Fiercely loyal to Surrey, Robin Jackman's appeal 'echoed off the gasholders with such frequency that it became almost counter-productive' © WCM
Robin Jackman
(1966-1982)
The appeal was loud and unrestrained, and echoed off the gasholders with such frequency that it became almost counter-productive. From the mid-1960s to 1982 it was the signature of Robin Jackman, an unstinting fast-medium seamer who flogged every hint of life from the Oval pitch. It took Jackman several seasons to establish himself in a side over-endowed with opening bowlers and, though he was regularly tormenting top-class batsmen, it took a decade of hints, pleas and downright demands before England's Test selectors agreed, far too late, to cap him at the age of 35. By then he had taken five wickets in an innings against every other county, taken 121 cheap wickets in 1980 and been named Cricketer of the Year by his fellow professionals.

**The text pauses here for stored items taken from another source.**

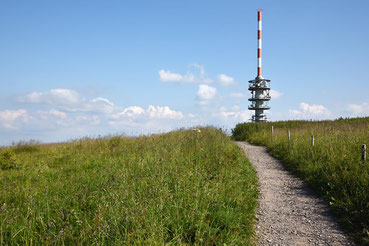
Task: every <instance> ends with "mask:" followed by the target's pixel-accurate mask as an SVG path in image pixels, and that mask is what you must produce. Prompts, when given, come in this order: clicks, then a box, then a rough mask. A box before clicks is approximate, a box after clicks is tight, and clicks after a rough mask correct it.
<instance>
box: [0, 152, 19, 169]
mask: <svg viewBox="0 0 369 246" xmlns="http://www.w3.org/2000/svg"><path fill="white" fill-rule="evenodd" d="M15 168H18V165H17V158H16V157H15V153H14V151H13V150H12V149H10V148H6V149H4V150H3V151H2V152H1V154H0V169H1V170H7V169H15Z"/></svg>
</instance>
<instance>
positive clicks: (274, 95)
mask: <svg viewBox="0 0 369 246" xmlns="http://www.w3.org/2000/svg"><path fill="white" fill-rule="evenodd" d="M270 96H271V97H272V99H279V98H281V97H282V96H283V93H281V92H279V91H276V90H270Z"/></svg>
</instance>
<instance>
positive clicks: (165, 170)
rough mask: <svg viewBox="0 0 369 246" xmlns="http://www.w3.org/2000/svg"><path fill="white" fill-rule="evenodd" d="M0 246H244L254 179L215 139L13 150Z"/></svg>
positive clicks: (151, 141)
mask: <svg viewBox="0 0 369 246" xmlns="http://www.w3.org/2000/svg"><path fill="white" fill-rule="evenodd" d="M13 148H14V150H13V153H15V156H16V159H17V161H18V162H19V163H18V164H19V165H20V168H19V169H9V170H0V223H1V224H0V245H3V244H5V245H6V244H14V245H16V244H19V245H40V244H42V245H55V244H56V245H63V244H65V245H77V244H79V245H91V244H98V245H121V244H125V245H131V244H139V245H162V244H204V245H212V244H214V245H215V244H217V245H218V244H219V245H223V244H224V243H225V244H229V245H237V244H238V245H241V244H250V243H251V242H252V240H253V239H252V238H253V234H254V230H253V224H254V220H255V218H254V209H255V207H256V205H257V203H256V198H257V195H258V191H257V185H256V176H255V171H254V169H253V168H252V167H251V165H250V163H249V162H248V161H247V160H246V159H245V157H244V156H243V153H242V151H241V150H240V149H239V148H238V147H237V146H236V145H235V144H234V143H233V142H232V141H231V140H230V139H229V138H228V137H227V136H226V135H225V134H224V133H222V132H221V131H220V130H217V129H214V128H200V129H198V130H178V131H175V132H171V133H168V134H162V135H153V136H151V137H139V138H127V137H119V136H116V137H112V138H102V139H85V140H80V141H73V142H70V143H65V144H53V145H32V146H31V147H25V146H24V145H21V146H14V147H13Z"/></svg>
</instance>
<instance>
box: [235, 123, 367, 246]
mask: <svg viewBox="0 0 369 246" xmlns="http://www.w3.org/2000/svg"><path fill="white" fill-rule="evenodd" d="M272 126H273V127H274V134H273V136H272V135H271V127H272ZM288 130H290V132H291V140H290V141H288V135H287V131H288ZM312 135H314V137H315V145H314V146H312V144H311V136H312ZM233 138H234V139H237V140H243V141H249V142H251V143H254V144H257V145H265V146H267V147H268V150H269V151H270V153H271V154H272V155H273V156H275V157H276V158H278V159H280V160H282V161H283V163H284V164H285V165H286V167H287V168H288V169H290V170H291V171H293V172H294V173H295V174H297V175H298V176H300V177H301V178H302V179H303V180H304V181H305V182H307V183H308V184H309V185H310V186H311V187H312V188H314V189H315V191H316V192H317V193H318V194H320V195H321V196H322V197H323V198H324V199H325V200H326V201H327V202H328V203H329V205H330V207H331V209H332V211H333V212H334V214H335V215H336V217H337V218H338V220H339V221H340V222H341V224H342V225H343V226H344V228H345V230H346V231H347V232H348V233H349V234H351V235H352V236H353V237H354V238H355V239H356V240H357V242H358V243H360V244H365V245H368V244H369V233H368V232H369V162H368V161H366V162H365V163H363V162H362V161H361V146H362V144H366V145H369V117H366V118H354V119H338V120H335V121H281V122H268V123H256V124H255V123H243V124H238V125H237V126H236V127H235V129H233Z"/></svg>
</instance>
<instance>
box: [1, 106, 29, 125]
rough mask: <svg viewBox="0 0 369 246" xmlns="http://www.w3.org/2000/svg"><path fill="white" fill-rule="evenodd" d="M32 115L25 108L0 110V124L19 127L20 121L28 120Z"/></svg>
mask: <svg viewBox="0 0 369 246" xmlns="http://www.w3.org/2000/svg"><path fill="white" fill-rule="evenodd" d="M29 120H30V116H29V115H28V113H27V110H25V109H18V110H8V109H7V110H4V111H0V125H2V126H3V127H4V128H7V129H13V130H15V129H18V125H19V122H18V121H20V122H23V123H25V122H28V121H29Z"/></svg>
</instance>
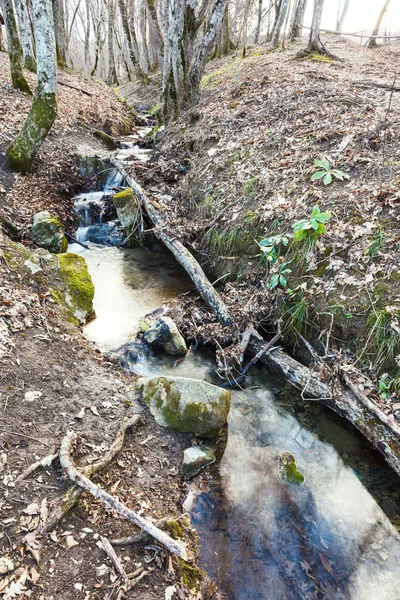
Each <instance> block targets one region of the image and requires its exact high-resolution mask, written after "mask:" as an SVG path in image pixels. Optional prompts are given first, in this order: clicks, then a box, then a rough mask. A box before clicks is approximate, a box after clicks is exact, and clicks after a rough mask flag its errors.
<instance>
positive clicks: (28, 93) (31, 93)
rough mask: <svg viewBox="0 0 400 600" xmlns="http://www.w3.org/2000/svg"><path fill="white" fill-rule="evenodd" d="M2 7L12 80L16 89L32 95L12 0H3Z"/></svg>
mask: <svg viewBox="0 0 400 600" xmlns="http://www.w3.org/2000/svg"><path fill="white" fill-rule="evenodd" d="M1 9H2V12H3V16H4V23H5V26H6V35H7V48H8V57H9V59H10V70H11V81H12V85H13V87H14V88H15V89H17V90H21V92H24V93H25V94H28V95H29V96H32V92H31V89H30V87H29V85H28V82H27V81H26V79H25V75H24V71H23V68H22V60H23V57H22V48H21V43H20V41H19V36H18V29H17V21H16V19H15V14H14V6H13V3H12V0H1Z"/></svg>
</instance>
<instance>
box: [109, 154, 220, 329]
mask: <svg viewBox="0 0 400 600" xmlns="http://www.w3.org/2000/svg"><path fill="white" fill-rule="evenodd" d="M109 160H110V162H111V164H112V165H113V166H114V167H115V168H116V169H118V171H119V172H120V173H121V175H122V176H123V178H124V179H125V181H126V182H127V184H128V185H129V187H130V188H131V189H132V190H133V192H134V193H135V194H136V196H137V198H138V200H139V202H140V203H141V204H142V206H143V207H144V209H145V210H146V212H147V214H148V216H149V217H150V219H151V220H152V222H153V224H154V225H155V229H154V233H155V235H156V236H157V237H158V239H159V240H160V241H161V242H162V243H163V244H164V245H165V246H166V247H167V248H168V250H170V251H171V252H172V254H173V255H174V256H175V258H176V260H177V261H178V262H179V263H180V264H181V265H182V267H183V268H184V269H185V270H186V271H187V273H188V275H189V277H190V278H191V280H192V281H193V283H194V284H195V286H196V288H197V290H198V292H199V294H200V296H201V297H202V298H203V300H204V302H205V303H206V304H207V305H208V306H209V307H210V308H211V310H212V311H213V313H214V314H215V315H216V317H217V319H218V321H219V322H220V323H222V325H226V326H228V325H232V317H231V316H230V314H229V312H228V309H227V307H226V305H225V303H224V302H223V300H222V298H221V297H220V295H219V294H218V293H217V292H216V291H215V289H214V287H213V286H212V285H211V283H210V282H209V280H208V279H207V276H206V274H205V273H204V271H203V269H202V268H201V266H200V265H199V263H198V262H197V260H196V259H195V258H193V256H192V254H191V253H190V252H189V250H188V249H187V248H185V246H184V245H183V244H182V242H180V241H179V240H176V239H174V238H173V237H172V236H171V235H170V234H168V233H166V232H165V231H164V230H163V228H164V227H165V226H166V222H165V221H164V219H163V218H162V217H161V216H160V214H159V213H158V211H157V209H156V208H155V207H154V206H153V204H152V202H151V200H150V198H148V197H147V196H146V194H145V193H144V191H143V190H142V188H141V187H140V185H139V184H138V183H137V182H136V181H135V180H134V179H132V177H131V176H130V175H129V173H128V172H127V171H125V169H124V168H123V167H122V165H121V164H120V163H119V162H118V161H117V160H116V159H115V158H114V157H110V159H109Z"/></svg>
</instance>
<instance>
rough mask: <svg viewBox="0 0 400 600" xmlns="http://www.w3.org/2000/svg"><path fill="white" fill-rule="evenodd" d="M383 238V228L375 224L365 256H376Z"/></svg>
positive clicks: (381, 242) (378, 250) (382, 242)
mask: <svg viewBox="0 0 400 600" xmlns="http://www.w3.org/2000/svg"><path fill="white" fill-rule="evenodd" d="M384 239H385V238H384V235H383V229H382V227H381V226H380V225H377V226H376V227H375V229H374V233H373V236H372V242H371V244H370V246H369V248H368V250H367V252H366V254H367V256H371V257H372V256H376V255H377V254H378V252H379V251H380V250H381V249H382V246H383V242H384Z"/></svg>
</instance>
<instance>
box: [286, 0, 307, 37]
mask: <svg viewBox="0 0 400 600" xmlns="http://www.w3.org/2000/svg"><path fill="white" fill-rule="evenodd" d="M306 6H307V0H297V4H296V8H295V10H294V11H293V19H292V22H291V24H290V34H289V35H290V41H291V42H294V40H295V39H296V38H298V37H300V36H301V33H302V29H303V21H304V13H305V12H306Z"/></svg>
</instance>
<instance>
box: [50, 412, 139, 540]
mask: <svg viewBox="0 0 400 600" xmlns="http://www.w3.org/2000/svg"><path fill="white" fill-rule="evenodd" d="M141 419H142V418H141V416H140V415H134V416H133V417H132V418H131V419H128V420H127V421H125V423H123V424H122V425H121V427H120V429H119V431H118V433H117V435H116V438H115V440H114V441H113V443H112V444H111V446H110V448H109V449H108V450H107V452H106V454H105V456H104V457H103V459H102V460H101V461H99V462H97V463H93V464H91V465H88V466H86V467H85V468H84V469H83V470H82V472H83V473H84V474H85V475H86V476H87V477H91V476H92V475H94V473H96V472H97V471H100V470H101V469H104V468H105V467H107V466H108V465H109V464H110V462H111V461H112V460H113V458H114V457H115V456H116V455H117V454H118V452H119V451H120V450H121V448H122V446H123V443H124V438H125V433H126V432H127V430H128V429H129V428H131V427H133V426H134V425H137V424H138V423H140V422H141ZM82 491H83V490H82V488H80V487H79V486H78V485H71V486H70V487H69V488H68V489H67V491H66V492H64V493H63V494H60V495H58V496H57V498H55V500H53V501H52V503H51V507H50V509H49V514H48V517H47V519H46V521H45V522H44V523H41V525H40V527H39V529H40V531H41V532H45V531H51V530H52V529H54V527H55V526H56V525H57V523H58V522H59V521H61V519H63V518H64V517H65V515H66V514H68V513H69V511H70V510H71V509H72V508H74V507H75V506H76V505H77V503H78V501H79V499H80V497H81V495H82Z"/></svg>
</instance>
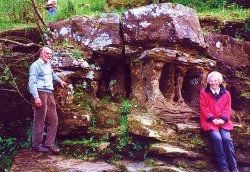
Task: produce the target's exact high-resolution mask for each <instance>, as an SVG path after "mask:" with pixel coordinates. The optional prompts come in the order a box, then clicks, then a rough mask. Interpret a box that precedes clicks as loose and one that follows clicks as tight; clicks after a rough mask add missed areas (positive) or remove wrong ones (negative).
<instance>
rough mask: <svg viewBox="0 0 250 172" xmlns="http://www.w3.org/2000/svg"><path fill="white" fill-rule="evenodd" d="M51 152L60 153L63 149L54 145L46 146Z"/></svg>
mask: <svg viewBox="0 0 250 172" xmlns="http://www.w3.org/2000/svg"><path fill="white" fill-rule="evenodd" d="M45 147H46V148H47V149H48V150H50V152H52V153H53V154H59V153H60V152H61V151H60V149H59V148H56V147H53V146H45Z"/></svg>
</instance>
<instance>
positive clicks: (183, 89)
mask: <svg viewBox="0 0 250 172" xmlns="http://www.w3.org/2000/svg"><path fill="white" fill-rule="evenodd" d="M130 64H131V66H130V67H131V88H132V90H131V97H134V98H137V99H138V100H140V101H142V102H147V101H163V102H165V103H167V104H168V105H169V106H170V107H171V106H177V105H183V106H185V105H188V106H190V107H192V108H194V109H196V110H197V109H198V106H199V105H198V97H199V91H200V89H201V86H205V83H206V82H205V78H206V75H207V73H208V71H211V70H212V69H214V67H215V65H216V63H215V62H214V61H213V60H209V59H205V58H203V57H199V58H198V57H192V56H190V55H188V54H186V53H182V52H180V51H177V50H170V49H164V48H154V49H152V50H147V51H145V52H144V53H143V54H142V56H141V57H140V58H139V59H137V60H131V63H130Z"/></svg>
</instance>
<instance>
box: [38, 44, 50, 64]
mask: <svg viewBox="0 0 250 172" xmlns="http://www.w3.org/2000/svg"><path fill="white" fill-rule="evenodd" d="M40 58H41V59H42V60H43V61H44V62H45V63H48V62H49V61H50V60H51V59H52V50H51V49H49V48H47V47H45V48H44V49H43V50H42V52H41V55H40Z"/></svg>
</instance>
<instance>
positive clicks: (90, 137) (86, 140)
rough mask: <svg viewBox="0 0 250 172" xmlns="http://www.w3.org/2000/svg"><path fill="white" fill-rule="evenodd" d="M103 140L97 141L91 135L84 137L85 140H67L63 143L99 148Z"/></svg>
mask: <svg viewBox="0 0 250 172" xmlns="http://www.w3.org/2000/svg"><path fill="white" fill-rule="evenodd" d="M101 143H102V142H100V141H97V140H95V139H94V137H90V138H89V139H86V138H83V140H65V141H63V142H62V143H61V144H64V145H87V146H90V147H93V148H98V147H99V146H100V145H101Z"/></svg>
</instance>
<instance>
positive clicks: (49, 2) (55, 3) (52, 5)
mask: <svg viewBox="0 0 250 172" xmlns="http://www.w3.org/2000/svg"><path fill="white" fill-rule="evenodd" d="M56 4H57V1H56V0H53V1H48V3H47V4H46V6H56Z"/></svg>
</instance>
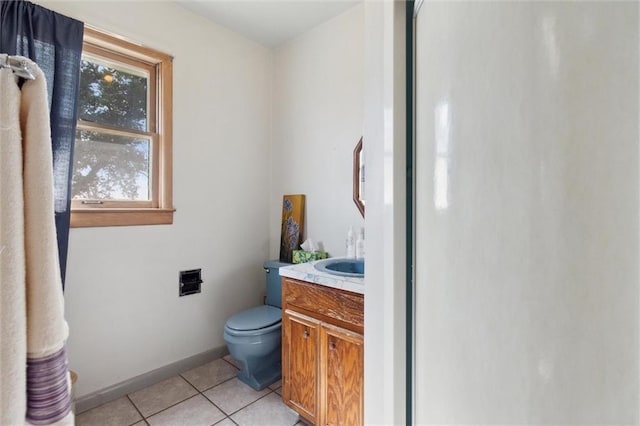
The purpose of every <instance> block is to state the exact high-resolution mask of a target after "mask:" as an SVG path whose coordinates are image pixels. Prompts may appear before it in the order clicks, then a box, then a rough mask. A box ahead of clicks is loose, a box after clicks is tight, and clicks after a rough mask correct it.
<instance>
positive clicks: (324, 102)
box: [269, 4, 367, 258]
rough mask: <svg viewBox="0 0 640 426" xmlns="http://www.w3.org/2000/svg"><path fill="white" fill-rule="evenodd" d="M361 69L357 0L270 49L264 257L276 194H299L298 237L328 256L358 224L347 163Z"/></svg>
mask: <svg viewBox="0 0 640 426" xmlns="http://www.w3.org/2000/svg"><path fill="white" fill-rule="evenodd" d="M364 75H365V68H364V6H363V4H359V5H357V6H355V7H353V8H351V9H349V10H348V11H346V12H345V13H343V14H341V15H339V16H337V17H335V18H333V19H331V20H329V21H327V22H325V23H323V24H321V25H319V26H318V27H316V28H314V29H312V30H311V31H309V32H307V33H305V34H303V35H302V36H300V37H298V38H296V39H294V40H292V41H291V42H289V43H288V44H286V45H284V46H283V47H281V48H279V49H277V50H276V51H275V53H274V84H273V124H272V126H273V133H272V135H273V136H272V150H271V176H272V184H271V188H270V197H269V201H270V220H269V230H270V234H269V235H270V254H271V257H274V258H277V257H278V255H279V244H280V220H281V217H282V196H283V195H284V194H306V222H305V236H306V237H310V238H312V239H313V240H314V241H316V242H318V241H320V242H322V243H323V244H324V248H325V250H327V251H328V252H329V254H330V255H331V256H344V255H345V238H346V234H347V231H348V229H349V227H350V226H353V227H354V230H355V229H357V228H358V227H360V226H363V223H364V222H363V219H362V216H360V213H359V211H358V209H357V208H356V206H355V204H354V203H353V201H352V191H353V185H352V179H353V175H352V170H353V165H352V164H353V149H354V148H355V146H356V143H357V142H358V140H359V139H360V137H361V136H362V134H363V133H362V132H363V124H362V123H363V108H364V105H363V97H364ZM364 145H365V150H366V145H367V141H366V140H365V141H364Z"/></svg>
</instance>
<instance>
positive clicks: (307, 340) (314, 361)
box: [282, 310, 320, 424]
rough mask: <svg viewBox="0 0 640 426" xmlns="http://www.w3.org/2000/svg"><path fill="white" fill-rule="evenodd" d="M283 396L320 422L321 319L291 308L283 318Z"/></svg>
mask: <svg viewBox="0 0 640 426" xmlns="http://www.w3.org/2000/svg"><path fill="white" fill-rule="evenodd" d="M282 323H283V335H284V338H283V346H282V380H283V382H282V399H283V400H284V401H285V402H286V403H287V405H289V406H290V407H291V408H293V409H294V410H295V411H296V412H298V414H300V415H302V416H303V417H305V418H306V419H307V420H309V421H311V422H313V423H314V424H317V414H318V413H317V410H318V393H317V387H318V367H319V365H320V363H319V360H318V341H319V328H320V323H319V321H317V320H315V319H313V318H311V317H307V316H305V315H301V314H298V313H296V312H292V311H289V310H287V311H285V313H284V315H283V317H282Z"/></svg>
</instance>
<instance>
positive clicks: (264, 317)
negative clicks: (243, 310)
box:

Born in India under the Raj, he spent most of his winters coaching and playing in South Africa but it was Surrey who season after season reaped the reward for his dedication, experience and fierce loyalty.
David Ward
(1985-1996)
David Ward was a carpenter from Croydon and didn't play his first match for Surrey until he was 24. But for a dozen or so years he was the relaxed, grinning face of a desperately underachieving county, a side studded with stars and fatally short on consistency. On poor days he looked a heavy-footed plodder; on good ones, with his heavy-duty bat offering no mercy, he was well-nigh unstoppable. He scored a remarkable 2,072 first-class runs in 1990, including seven hundreds; he kept wicket with ebullience whenever he was needed, and patrolled the boundary, chatting happily to the spectators, when he wasn't. One May morning in 1994 Alec Stewart declared with Wardy 294 not out; the crowd was livid, the genial pro grinned his unmistakable horsey grin and got on with the job. No one could have guessed it at the time, but he would never score another first-class century.